Foruma üyelik 60 bin ile 600 bin Dolar arasında değişiyor
Avrupa’daki bazı sivil toplum kuruluşları WEF’in faaliyetlerini destekleyen yaklaşık bin şirkete “tamamen bağımlı” olduğunu iddia ediyor. WEF’e standart üyelik 60 bin dolar (60 bin İsviçre Frangı) olarak açıklanırken, organizasyona stratejik ortak üyelikte 600 bin dolara mal oluyor. Davos zirvesine katılmak içinde 27 bin dolar ekstra ücret talep ediliyor.
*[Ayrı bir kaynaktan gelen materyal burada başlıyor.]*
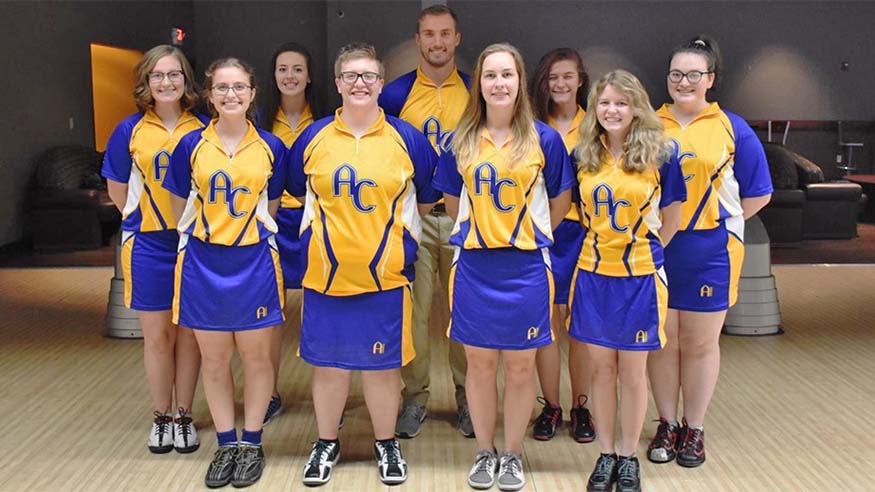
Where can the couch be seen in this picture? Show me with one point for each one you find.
(68, 206)
(803, 205)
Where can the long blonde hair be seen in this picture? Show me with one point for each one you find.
(524, 134)
(646, 145)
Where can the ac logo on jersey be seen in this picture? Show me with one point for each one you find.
(220, 183)
(160, 163)
(345, 177)
(603, 197)
(681, 156)
(486, 175)
(431, 128)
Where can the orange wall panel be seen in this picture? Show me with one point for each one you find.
(112, 83)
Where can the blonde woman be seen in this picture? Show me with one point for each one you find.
(631, 190)
(226, 181)
(559, 90)
(507, 182)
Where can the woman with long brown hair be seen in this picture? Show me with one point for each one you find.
(135, 165)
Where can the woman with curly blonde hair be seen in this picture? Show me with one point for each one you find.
(135, 165)
(631, 189)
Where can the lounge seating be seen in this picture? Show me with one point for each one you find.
(803, 206)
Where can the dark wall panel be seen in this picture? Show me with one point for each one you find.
(48, 79)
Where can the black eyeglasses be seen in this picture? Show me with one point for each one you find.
(237, 88)
(173, 75)
(693, 76)
(351, 77)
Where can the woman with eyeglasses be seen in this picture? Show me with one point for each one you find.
(135, 164)
(364, 178)
(558, 95)
(631, 189)
(227, 180)
(727, 182)
(290, 109)
(507, 182)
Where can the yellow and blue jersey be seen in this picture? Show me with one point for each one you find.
(433, 110)
(722, 161)
(571, 137)
(138, 154)
(283, 129)
(361, 225)
(503, 205)
(227, 194)
(621, 215)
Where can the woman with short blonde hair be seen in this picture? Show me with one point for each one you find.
(507, 182)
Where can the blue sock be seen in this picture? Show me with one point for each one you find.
(227, 438)
(251, 437)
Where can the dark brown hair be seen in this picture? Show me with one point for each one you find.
(143, 94)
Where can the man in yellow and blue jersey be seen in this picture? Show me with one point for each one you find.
(432, 98)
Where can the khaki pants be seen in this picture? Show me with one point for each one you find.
(434, 259)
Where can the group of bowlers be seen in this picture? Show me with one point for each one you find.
(619, 225)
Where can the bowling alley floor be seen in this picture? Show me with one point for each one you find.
(791, 411)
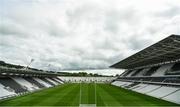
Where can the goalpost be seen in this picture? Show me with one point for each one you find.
(80, 97)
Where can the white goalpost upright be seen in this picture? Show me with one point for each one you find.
(80, 97)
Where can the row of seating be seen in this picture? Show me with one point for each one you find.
(12, 86)
(165, 92)
(168, 69)
(164, 80)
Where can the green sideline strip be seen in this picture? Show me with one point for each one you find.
(69, 95)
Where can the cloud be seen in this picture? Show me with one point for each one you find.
(70, 34)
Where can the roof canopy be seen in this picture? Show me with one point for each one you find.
(166, 50)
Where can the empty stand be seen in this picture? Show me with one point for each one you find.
(174, 97)
(136, 72)
(8, 82)
(42, 82)
(161, 71)
(56, 80)
(175, 70)
(52, 81)
(31, 80)
(151, 71)
(4, 92)
(163, 91)
(47, 81)
(25, 83)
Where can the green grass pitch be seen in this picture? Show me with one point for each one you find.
(76, 94)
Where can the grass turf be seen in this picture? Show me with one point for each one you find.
(75, 94)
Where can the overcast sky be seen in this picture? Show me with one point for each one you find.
(70, 34)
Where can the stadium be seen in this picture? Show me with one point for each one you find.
(90, 53)
(151, 79)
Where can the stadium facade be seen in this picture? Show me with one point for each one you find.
(154, 71)
(17, 80)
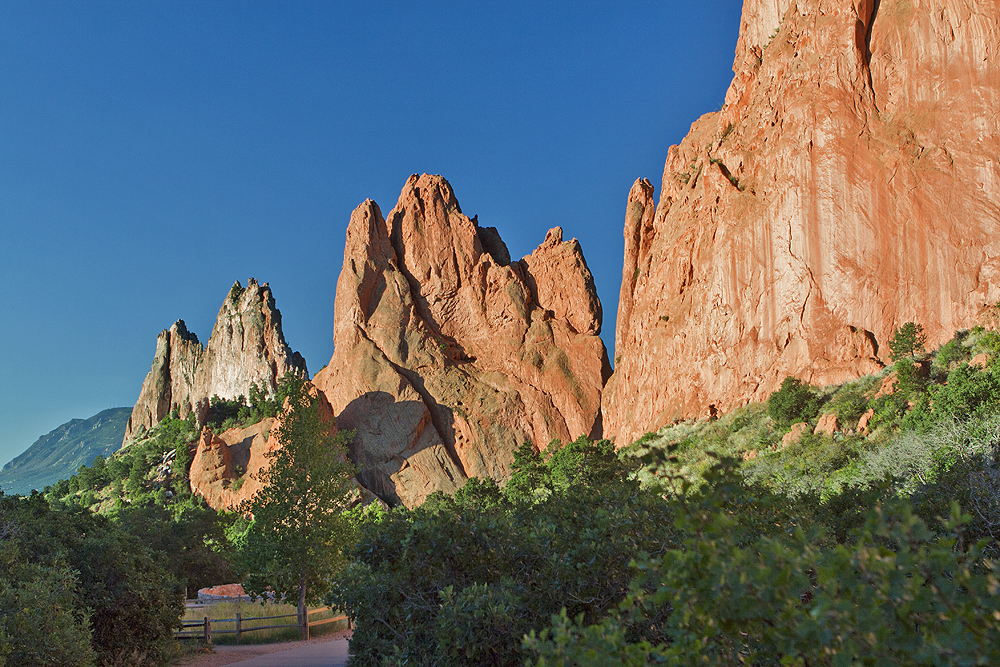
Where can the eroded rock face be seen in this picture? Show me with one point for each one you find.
(447, 355)
(226, 466)
(246, 347)
(849, 184)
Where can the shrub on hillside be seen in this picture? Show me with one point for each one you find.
(794, 402)
(459, 580)
(111, 582)
(907, 341)
(895, 593)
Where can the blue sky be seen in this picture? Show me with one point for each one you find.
(151, 153)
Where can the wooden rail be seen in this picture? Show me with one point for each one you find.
(203, 629)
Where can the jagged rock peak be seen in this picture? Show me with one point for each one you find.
(448, 355)
(246, 347)
(848, 185)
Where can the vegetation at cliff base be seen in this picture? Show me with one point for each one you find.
(292, 544)
(75, 589)
(718, 542)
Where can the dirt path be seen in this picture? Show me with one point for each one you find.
(227, 655)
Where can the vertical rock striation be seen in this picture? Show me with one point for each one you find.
(849, 184)
(246, 347)
(448, 355)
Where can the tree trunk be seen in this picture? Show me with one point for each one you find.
(302, 605)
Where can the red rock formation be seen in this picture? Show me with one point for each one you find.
(246, 347)
(447, 355)
(849, 184)
(226, 467)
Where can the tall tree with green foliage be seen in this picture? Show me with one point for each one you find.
(292, 545)
(907, 341)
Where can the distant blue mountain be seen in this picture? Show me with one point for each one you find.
(60, 453)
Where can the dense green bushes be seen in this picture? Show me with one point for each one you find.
(76, 590)
(794, 402)
(895, 592)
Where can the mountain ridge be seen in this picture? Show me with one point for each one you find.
(60, 452)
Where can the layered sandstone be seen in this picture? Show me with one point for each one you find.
(448, 355)
(246, 347)
(849, 184)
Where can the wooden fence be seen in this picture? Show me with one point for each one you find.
(203, 629)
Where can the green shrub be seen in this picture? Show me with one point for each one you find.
(907, 341)
(119, 587)
(895, 593)
(458, 580)
(794, 402)
(950, 353)
(849, 404)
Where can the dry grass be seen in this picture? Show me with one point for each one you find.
(223, 631)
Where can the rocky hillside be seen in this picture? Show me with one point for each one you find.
(58, 454)
(448, 354)
(849, 184)
(246, 347)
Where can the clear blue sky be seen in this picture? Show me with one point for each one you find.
(151, 153)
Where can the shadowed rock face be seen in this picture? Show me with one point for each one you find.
(246, 347)
(447, 355)
(849, 184)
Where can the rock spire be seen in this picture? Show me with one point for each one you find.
(247, 346)
(448, 355)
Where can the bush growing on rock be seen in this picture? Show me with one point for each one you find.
(794, 402)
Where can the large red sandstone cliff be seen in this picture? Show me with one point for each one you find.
(246, 347)
(448, 355)
(849, 184)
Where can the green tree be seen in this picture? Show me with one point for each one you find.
(907, 341)
(293, 543)
(795, 401)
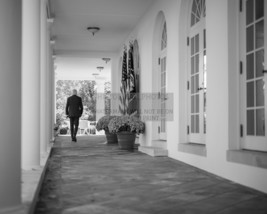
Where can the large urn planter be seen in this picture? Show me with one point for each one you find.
(111, 138)
(126, 140)
(126, 127)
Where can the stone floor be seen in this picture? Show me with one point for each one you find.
(91, 177)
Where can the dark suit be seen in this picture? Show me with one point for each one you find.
(74, 110)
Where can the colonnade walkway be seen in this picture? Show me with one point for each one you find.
(91, 177)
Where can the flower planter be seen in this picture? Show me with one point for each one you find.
(111, 138)
(126, 140)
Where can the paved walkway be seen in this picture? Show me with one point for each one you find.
(90, 177)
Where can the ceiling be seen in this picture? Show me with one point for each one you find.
(115, 18)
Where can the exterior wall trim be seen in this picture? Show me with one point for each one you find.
(193, 148)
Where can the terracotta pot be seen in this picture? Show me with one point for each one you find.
(111, 138)
(126, 140)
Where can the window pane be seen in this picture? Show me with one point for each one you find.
(259, 9)
(196, 83)
(250, 94)
(204, 113)
(192, 65)
(192, 19)
(260, 122)
(197, 123)
(197, 43)
(192, 104)
(192, 46)
(197, 63)
(194, 7)
(250, 122)
(197, 103)
(259, 61)
(250, 38)
(259, 34)
(193, 85)
(204, 35)
(250, 10)
(260, 93)
(192, 124)
(250, 66)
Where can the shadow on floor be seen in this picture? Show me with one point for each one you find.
(91, 177)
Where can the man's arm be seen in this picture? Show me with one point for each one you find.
(81, 106)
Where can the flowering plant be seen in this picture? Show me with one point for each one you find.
(102, 123)
(126, 123)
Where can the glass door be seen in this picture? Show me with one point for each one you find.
(197, 85)
(163, 97)
(254, 77)
(162, 83)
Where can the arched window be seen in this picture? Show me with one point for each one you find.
(198, 11)
(163, 63)
(253, 61)
(164, 37)
(197, 73)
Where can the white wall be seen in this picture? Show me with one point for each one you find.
(81, 68)
(221, 103)
(10, 96)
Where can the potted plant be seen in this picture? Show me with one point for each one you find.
(126, 127)
(102, 124)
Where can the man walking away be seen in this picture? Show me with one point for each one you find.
(74, 110)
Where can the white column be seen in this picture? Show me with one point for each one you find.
(30, 83)
(43, 80)
(10, 108)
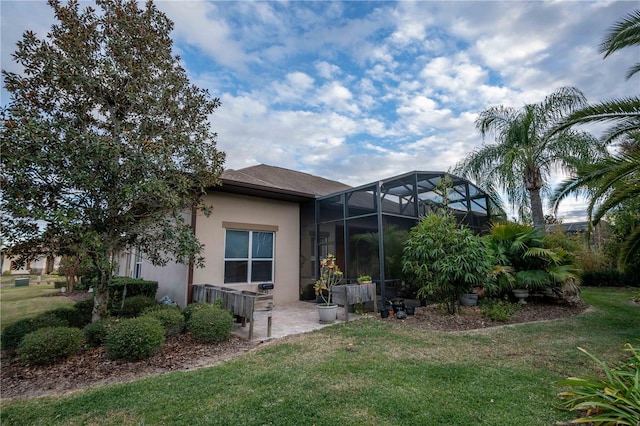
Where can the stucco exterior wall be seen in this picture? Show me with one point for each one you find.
(255, 212)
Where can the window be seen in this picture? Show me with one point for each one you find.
(248, 256)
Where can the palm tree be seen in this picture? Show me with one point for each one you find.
(625, 112)
(611, 183)
(526, 151)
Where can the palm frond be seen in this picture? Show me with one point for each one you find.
(622, 34)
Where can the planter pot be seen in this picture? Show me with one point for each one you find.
(469, 299)
(521, 294)
(327, 313)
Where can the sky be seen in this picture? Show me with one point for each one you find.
(362, 91)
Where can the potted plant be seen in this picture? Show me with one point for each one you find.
(330, 276)
(364, 279)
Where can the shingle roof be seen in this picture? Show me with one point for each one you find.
(281, 180)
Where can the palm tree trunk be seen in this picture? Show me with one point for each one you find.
(536, 208)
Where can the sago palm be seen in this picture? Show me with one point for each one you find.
(527, 150)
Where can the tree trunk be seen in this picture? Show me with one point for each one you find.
(536, 209)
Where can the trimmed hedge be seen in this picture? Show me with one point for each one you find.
(605, 278)
(134, 339)
(210, 325)
(50, 344)
(13, 334)
(170, 317)
(194, 307)
(135, 305)
(95, 333)
(132, 286)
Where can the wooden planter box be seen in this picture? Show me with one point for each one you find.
(351, 294)
(249, 305)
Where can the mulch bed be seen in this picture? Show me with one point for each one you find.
(92, 367)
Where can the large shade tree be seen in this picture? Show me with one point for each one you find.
(527, 151)
(105, 142)
(613, 182)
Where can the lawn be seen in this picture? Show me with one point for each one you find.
(368, 372)
(22, 302)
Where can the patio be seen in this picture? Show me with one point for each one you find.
(293, 318)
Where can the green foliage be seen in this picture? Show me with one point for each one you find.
(104, 140)
(610, 400)
(95, 333)
(194, 307)
(604, 278)
(135, 305)
(124, 287)
(210, 325)
(134, 339)
(497, 309)
(526, 152)
(526, 259)
(445, 259)
(13, 334)
(171, 318)
(50, 344)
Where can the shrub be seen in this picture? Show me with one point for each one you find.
(170, 317)
(603, 278)
(497, 309)
(123, 288)
(13, 333)
(50, 344)
(135, 305)
(84, 308)
(211, 325)
(612, 399)
(445, 259)
(194, 307)
(95, 333)
(134, 339)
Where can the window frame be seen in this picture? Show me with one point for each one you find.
(250, 259)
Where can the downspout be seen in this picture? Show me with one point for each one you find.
(383, 287)
(190, 273)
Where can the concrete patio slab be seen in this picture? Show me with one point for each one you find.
(292, 318)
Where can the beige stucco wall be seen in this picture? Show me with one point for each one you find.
(257, 212)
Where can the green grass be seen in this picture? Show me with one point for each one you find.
(368, 372)
(22, 302)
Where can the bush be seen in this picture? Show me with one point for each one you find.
(194, 307)
(133, 306)
(84, 309)
(170, 317)
(124, 287)
(498, 310)
(95, 333)
(13, 333)
(603, 278)
(445, 259)
(211, 325)
(612, 399)
(134, 339)
(50, 344)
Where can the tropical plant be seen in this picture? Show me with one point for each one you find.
(446, 260)
(611, 183)
(610, 400)
(527, 150)
(330, 276)
(105, 143)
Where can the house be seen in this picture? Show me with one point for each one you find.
(271, 225)
(42, 265)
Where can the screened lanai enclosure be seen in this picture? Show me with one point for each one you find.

Ayrıca, zirve sırasında otel fiyatlarının aşarı yüksek olması dikkat çekiyor.
WEF'e yönelik olarak ayrıca, her yıl aynı kişileri çağırarak aynı şeyleri konuşturduğuna ve dünyanın çoğu insanına uzak kaldığına dair eleştirilerde gelirken, Batı'da, WEF’in Davos toplantılarını “Dünya düzenini bozan insanların bir aile birleşimi” olarak görenler de var.
WEF'i destekleyenler ise organizasyonun bir yandan diğer uluslararası kuruluşların eksikliklerini doldururken, bir yandan da politika ve iş dünyasının liderlerinin buluştuğu ve "dünya insanları için iyi fikirleri” masaya yatırdıklarını tezini ortaya atıyor. Davos'ta ortaya atılan fikirler, konuşmalar, masada konuşulanlar ve verilen sözlerin hükûmetler açısından bağlayıcılığı bulunmuyor.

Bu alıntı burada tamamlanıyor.